These days there seems to be a huge emphasis on being a coaching leader. My thought is, is that some people are born to coach and some are not. Some may be great tacticians and some can see the process and manage through the process. Sometimes people possess these skills together while others flounder in the waves when it comes to using their, not so God-given, people skills.
Coaches, whether athletic, business or life, have to be able to see the big picture as well as the finer details. They need to be able to adjust and shift gears when the direction has you chasing your tails. The best coaches, in my opinion, are those that inherently can see these things and shift.
When I began my coaching career at LA Baptist, as an assistant cross-country coach, I did it because a friend asked me. For years, I had been running and towards the latter end of my high school career I lost focus and didn't care. Presented with a challenge, I did just enough to get by, but that certainly wasn't going to land me anywhere near a scholarship or anything else.
Those first few years, I spent more time listening, observing and making a lot of mistakes. I would push people too hard when they weren't ready. I would pick the wrong person who was last in a drill. I would get beat by the girls during a workout (hey, we had fast girls). I would let people slide on some workouts. I slipped so many times I lost track, some days I think I spent more time reviewing my mistakes then I spent doing any real teaching.

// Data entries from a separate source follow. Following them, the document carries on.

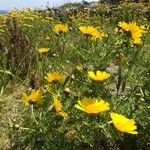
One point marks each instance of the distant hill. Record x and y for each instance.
(3, 11)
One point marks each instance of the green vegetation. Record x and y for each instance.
(76, 79)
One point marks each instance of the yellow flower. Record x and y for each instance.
(54, 77)
(123, 124)
(92, 105)
(59, 28)
(35, 97)
(43, 50)
(99, 76)
(133, 30)
(91, 32)
(58, 106)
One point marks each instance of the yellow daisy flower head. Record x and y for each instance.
(133, 30)
(35, 97)
(54, 77)
(92, 105)
(122, 26)
(60, 28)
(123, 124)
(43, 50)
(58, 106)
(99, 76)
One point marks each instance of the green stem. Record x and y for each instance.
(33, 116)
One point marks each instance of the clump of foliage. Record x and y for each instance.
(86, 79)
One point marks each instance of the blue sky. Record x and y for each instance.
(10, 4)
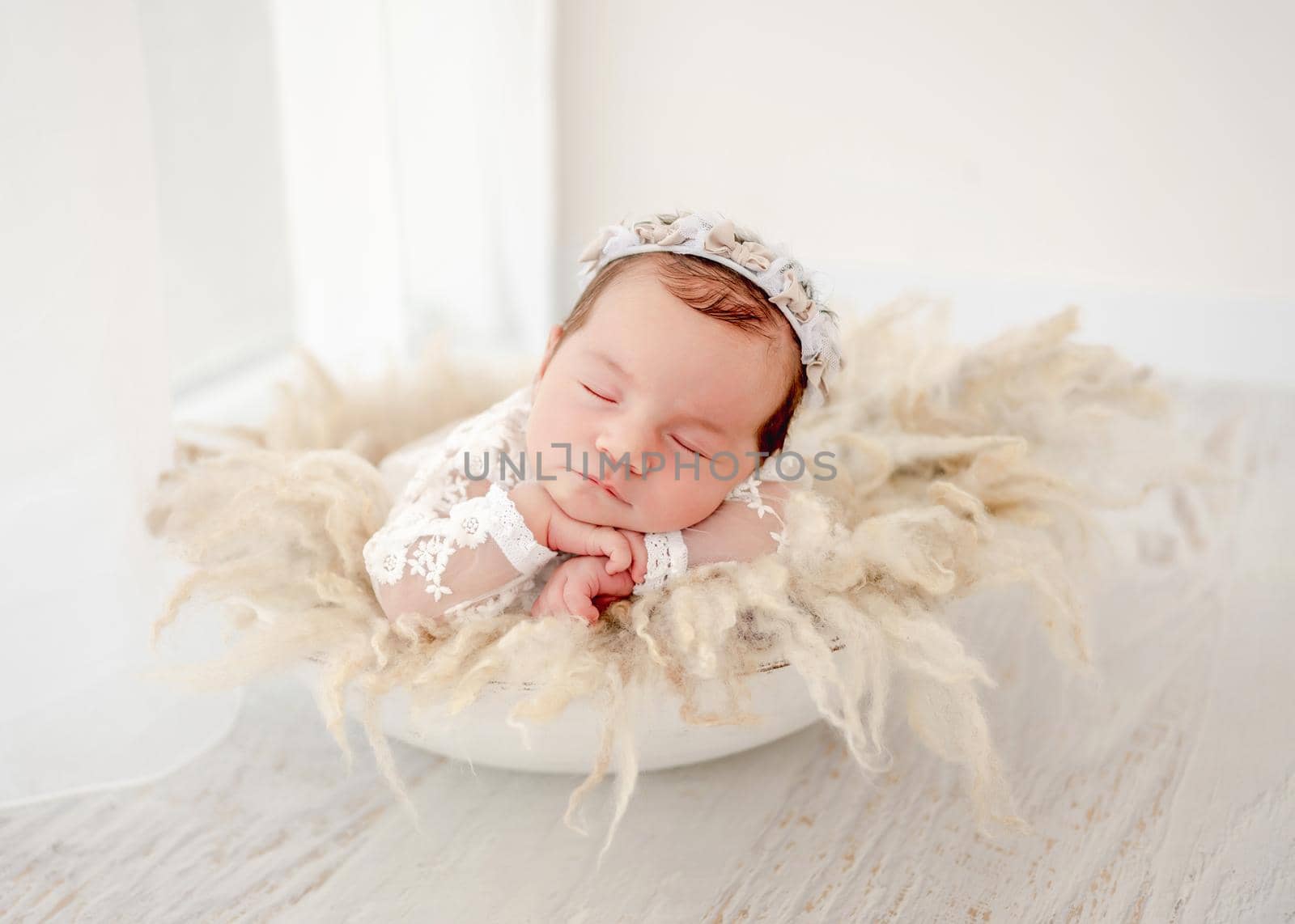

Coaching is a process. Some people think that coaches just come up with this stuff, but the truth is, they, we have all made mistakes in the past that lead to success in the future. If babies didn't learn to crawl before they walked, then they would be face planting so long they would say forget it. Slips serve a purpose to help prepare us for the trips, falls and eventually the successes.
What were your slips that helped change your path?